Retail is under pressure. Margins are stressed from all sides: higher costs to manage e-commerce supply chains, growing demands from suppliers to pass on raw-material cost inflation, higher investments to match new competition, and steadily rising labor costs.
At the same time, the customer’s expectations continue to surge as digital natives and disruptors alike raise the bar for personalized service—on the back of what, at times, is an advantaged cost structure.
As retailers struggle to adapt, and even to survive, they increasingly pursue automation to address margin strain and more demanding customer expectations.
Automation, however, is a new capability for all but digital natives, and the sophistication in approach varies accordingly.
According to McKinsey’s latest report, it’s time for retailers to get on to the wave of automation with a few key recommendations:
#1 Organizational structures and ways of working must be transformed
Retailers must also rethink their operating models across stores, distribution centers, and headquarters.
# 2 The redeployment of labor is a strategic opportunity missed by most
As they implement automation technology, they create a large bank of hours with a trained and trusted workforce.
# 3 Retailers must prepare for skilling and re-skilling at scale
On average, replacing an employee can cost 20 to 30 percent of an annual salary, re-skilling less than 10 percent.
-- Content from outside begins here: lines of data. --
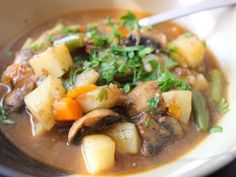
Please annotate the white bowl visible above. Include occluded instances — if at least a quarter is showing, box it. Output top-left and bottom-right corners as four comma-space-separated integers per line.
0, 0, 236, 177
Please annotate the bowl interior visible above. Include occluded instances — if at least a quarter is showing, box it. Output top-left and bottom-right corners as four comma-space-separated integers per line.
0, 0, 236, 177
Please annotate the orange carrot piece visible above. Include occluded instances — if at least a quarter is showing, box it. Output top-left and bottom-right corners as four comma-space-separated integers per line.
66, 84, 97, 98
53, 97, 83, 121
119, 27, 129, 37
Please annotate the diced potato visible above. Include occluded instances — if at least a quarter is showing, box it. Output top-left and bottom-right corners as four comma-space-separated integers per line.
29, 44, 73, 78
162, 90, 192, 124
76, 84, 124, 113
81, 134, 115, 174
24, 76, 65, 130
75, 69, 99, 87
194, 74, 209, 91
168, 35, 206, 68
107, 122, 140, 154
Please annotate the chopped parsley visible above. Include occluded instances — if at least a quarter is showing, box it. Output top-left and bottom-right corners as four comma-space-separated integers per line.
209, 125, 223, 134
217, 98, 229, 113
166, 58, 178, 69
147, 96, 160, 110
120, 11, 139, 30
64, 66, 83, 90
123, 83, 131, 93
145, 118, 151, 128
138, 47, 154, 58
157, 71, 190, 92
96, 86, 108, 101
0, 106, 15, 124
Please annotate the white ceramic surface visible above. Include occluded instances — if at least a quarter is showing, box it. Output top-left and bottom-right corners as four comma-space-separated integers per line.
0, 0, 236, 177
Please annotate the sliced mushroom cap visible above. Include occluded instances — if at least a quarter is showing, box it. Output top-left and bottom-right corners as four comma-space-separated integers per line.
127, 81, 158, 117
68, 109, 119, 143
134, 112, 183, 157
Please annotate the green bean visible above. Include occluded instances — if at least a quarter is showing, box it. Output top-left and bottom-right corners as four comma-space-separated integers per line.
209, 69, 223, 103
53, 33, 84, 51
192, 91, 210, 131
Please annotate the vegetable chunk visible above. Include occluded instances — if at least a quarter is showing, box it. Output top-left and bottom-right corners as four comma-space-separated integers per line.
169, 35, 206, 68
107, 122, 140, 154
162, 90, 192, 124
29, 44, 73, 78
24, 76, 65, 130
81, 134, 115, 174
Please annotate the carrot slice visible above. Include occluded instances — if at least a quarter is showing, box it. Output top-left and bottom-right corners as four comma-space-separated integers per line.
119, 27, 129, 37
66, 84, 97, 98
53, 97, 83, 121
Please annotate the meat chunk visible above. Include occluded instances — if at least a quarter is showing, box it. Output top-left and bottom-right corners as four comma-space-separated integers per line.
136, 113, 164, 157
134, 113, 183, 157
2, 62, 38, 111
127, 81, 159, 117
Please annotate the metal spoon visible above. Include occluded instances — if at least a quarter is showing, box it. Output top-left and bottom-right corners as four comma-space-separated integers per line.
139, 0, 236, 26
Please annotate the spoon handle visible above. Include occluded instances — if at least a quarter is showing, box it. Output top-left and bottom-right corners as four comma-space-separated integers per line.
139, 0, 236, 26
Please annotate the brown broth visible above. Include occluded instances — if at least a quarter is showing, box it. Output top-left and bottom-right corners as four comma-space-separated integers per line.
0, 9, 225, 176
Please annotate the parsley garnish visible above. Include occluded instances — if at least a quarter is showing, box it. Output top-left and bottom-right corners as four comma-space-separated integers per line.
166, 58, 178, 69
0, 106, 15, 124
157, 71, 190, 92
96, 86, 108, 101
123, 83, 131, 93
145, 118, 151, 128
217, 98, 229, 113
147, 96, 160, 109
64, 66, 83, 90
209, 125, 223, 133
138, 47, 154, 58
120, 11, 139, 30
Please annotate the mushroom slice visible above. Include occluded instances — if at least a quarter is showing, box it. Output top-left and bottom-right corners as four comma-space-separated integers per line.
68, 109, 119, 143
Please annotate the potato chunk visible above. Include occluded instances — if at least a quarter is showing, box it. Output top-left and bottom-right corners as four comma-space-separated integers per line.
162, 90, 192, 124
24, 76, 65, 130
29, 44, 73, 78
168, 35, 206, 68
75, 69, 99, 87
107, 122, 140, 154
81, 134, 115, 174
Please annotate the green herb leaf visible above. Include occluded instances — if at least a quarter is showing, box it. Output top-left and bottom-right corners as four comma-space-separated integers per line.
101, 61, 116, 82
147, 96, 160, 109
145, 118, 151, 128
64, 66, 83, 90
209, 125, 223, 133
217, 98, 229, 113
166, 58, 178, 69
148, 60, 158, 68
120, 11, 139, 30
0, 106, 15, 124
138, 47, 154, 58
96, 86, 108, 101
123, 83, 131, 94
157, 71, 190, 92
# 4 Talent-acquisition strategies require an upgrade
By engaging gig workers and outsourcing tasks to partners (rather than hiring), retailers can also expand the way they define the acquisition of talent.
The future of work has arrived in retail.
Executives should prepare for the impact of automation and AI technologies across all core functions and proactively address the workforce implications.
The longer companies wait to respond, the higher the risk they will not be able to catch up.
Addressing automation and workforce transitions should be at the top of every retail management team’s agenda.